On March 29, 2022, Jaimie Henderson, neurosurgeon at Stanford Medicine, placed two tiny sensors apiece in two separate regions -- both implicated in speech production -- along the surface of Bennett’s brain.
The sensors are components of an intracortical brain-computer interface, or iBCI. Combined with state-of-the-art decoding software, they’re designed to translate the brain activity accompanying attempts at speech into words on a screen.
About a month after the surgery, a team of scientists began twice-weekly research sessions to train the software that was interpreting her speech. After four months, Bennett’s attempted utterances were being converted into words on a computer screen at 62 words per minute -- more than three times as fast as the previous record for BCI-assisted communication.

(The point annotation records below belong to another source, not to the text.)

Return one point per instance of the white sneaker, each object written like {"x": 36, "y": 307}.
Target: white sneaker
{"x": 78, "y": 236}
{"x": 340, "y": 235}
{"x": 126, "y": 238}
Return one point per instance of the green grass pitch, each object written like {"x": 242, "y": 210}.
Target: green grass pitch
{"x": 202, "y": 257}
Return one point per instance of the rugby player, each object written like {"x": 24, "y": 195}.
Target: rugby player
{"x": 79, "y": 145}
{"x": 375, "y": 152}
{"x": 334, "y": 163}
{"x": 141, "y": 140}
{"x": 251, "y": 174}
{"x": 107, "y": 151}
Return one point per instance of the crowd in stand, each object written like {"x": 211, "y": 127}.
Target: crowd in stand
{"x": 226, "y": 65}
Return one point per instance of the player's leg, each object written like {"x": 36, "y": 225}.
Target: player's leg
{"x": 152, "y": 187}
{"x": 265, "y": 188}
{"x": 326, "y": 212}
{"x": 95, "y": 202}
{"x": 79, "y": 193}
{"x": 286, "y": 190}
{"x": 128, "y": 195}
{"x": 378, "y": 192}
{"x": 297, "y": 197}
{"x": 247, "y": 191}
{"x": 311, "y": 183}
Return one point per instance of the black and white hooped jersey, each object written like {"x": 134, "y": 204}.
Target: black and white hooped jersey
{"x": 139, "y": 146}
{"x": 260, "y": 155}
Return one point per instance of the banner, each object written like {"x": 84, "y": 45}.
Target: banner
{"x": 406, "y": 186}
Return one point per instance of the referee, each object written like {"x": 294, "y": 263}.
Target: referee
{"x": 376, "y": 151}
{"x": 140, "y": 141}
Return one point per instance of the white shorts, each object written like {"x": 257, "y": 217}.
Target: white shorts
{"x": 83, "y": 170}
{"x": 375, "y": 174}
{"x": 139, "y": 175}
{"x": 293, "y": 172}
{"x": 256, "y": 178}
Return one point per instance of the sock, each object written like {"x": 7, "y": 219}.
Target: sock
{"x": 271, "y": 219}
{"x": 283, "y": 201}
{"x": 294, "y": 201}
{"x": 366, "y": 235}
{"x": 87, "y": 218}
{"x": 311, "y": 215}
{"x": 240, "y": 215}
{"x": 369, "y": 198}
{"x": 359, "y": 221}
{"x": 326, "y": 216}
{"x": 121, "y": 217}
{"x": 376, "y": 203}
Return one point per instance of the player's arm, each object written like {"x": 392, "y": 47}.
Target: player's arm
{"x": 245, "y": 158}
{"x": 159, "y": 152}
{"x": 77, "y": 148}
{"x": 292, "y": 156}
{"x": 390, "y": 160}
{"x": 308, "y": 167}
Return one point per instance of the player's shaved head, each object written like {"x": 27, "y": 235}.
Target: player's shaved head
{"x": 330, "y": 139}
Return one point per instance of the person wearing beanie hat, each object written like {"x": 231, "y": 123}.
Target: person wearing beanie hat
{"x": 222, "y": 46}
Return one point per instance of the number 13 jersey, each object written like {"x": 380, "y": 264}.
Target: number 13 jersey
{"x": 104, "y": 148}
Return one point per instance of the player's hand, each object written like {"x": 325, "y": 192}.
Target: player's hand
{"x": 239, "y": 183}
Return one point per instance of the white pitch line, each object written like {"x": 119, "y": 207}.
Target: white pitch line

“These initial results have proven the concept, and eventually technology will catch up to make it easily accessible to people who cannot speak,” Bennett wrote. “For those who are nonverbal, this means they can stay connected to the bigger world, perhaps continue to work, maintain friends and family relationships.”
Bennett’s pace begins to approach the roughly 160-word-per-minute rate of natural conversation among English speakers, said Henderson, the surgeon who performed the surgery.
“We’ve shown you can decode intended speech by recording activity from a very small area on the brain’s surface,” said Henderson, a Professor in the department of neurosurgery.
An AI algorithm receives and decodes electronic information emanating from Bennett’s brain, eventually teaching itself to distinguish the distinct brain activity associated with her attempts to formulate each of the 39 phonemes that compose spoken English.
It feeds its best guess concerning the sequence of Bennett’s attempted phonemes into a so-called language model, essentially a sophisticated autocorrect system, which converts the streams of phonemes into the sequence of words they represent.
“This is a scientific proof of concept, not an actual device people can use in everyday life,” said Frank Willett, staff scientist at the Howard Hughes Medical Institute. “But it’s a big advance toward restoring rapid communication to people with paralysis who can’t speak.”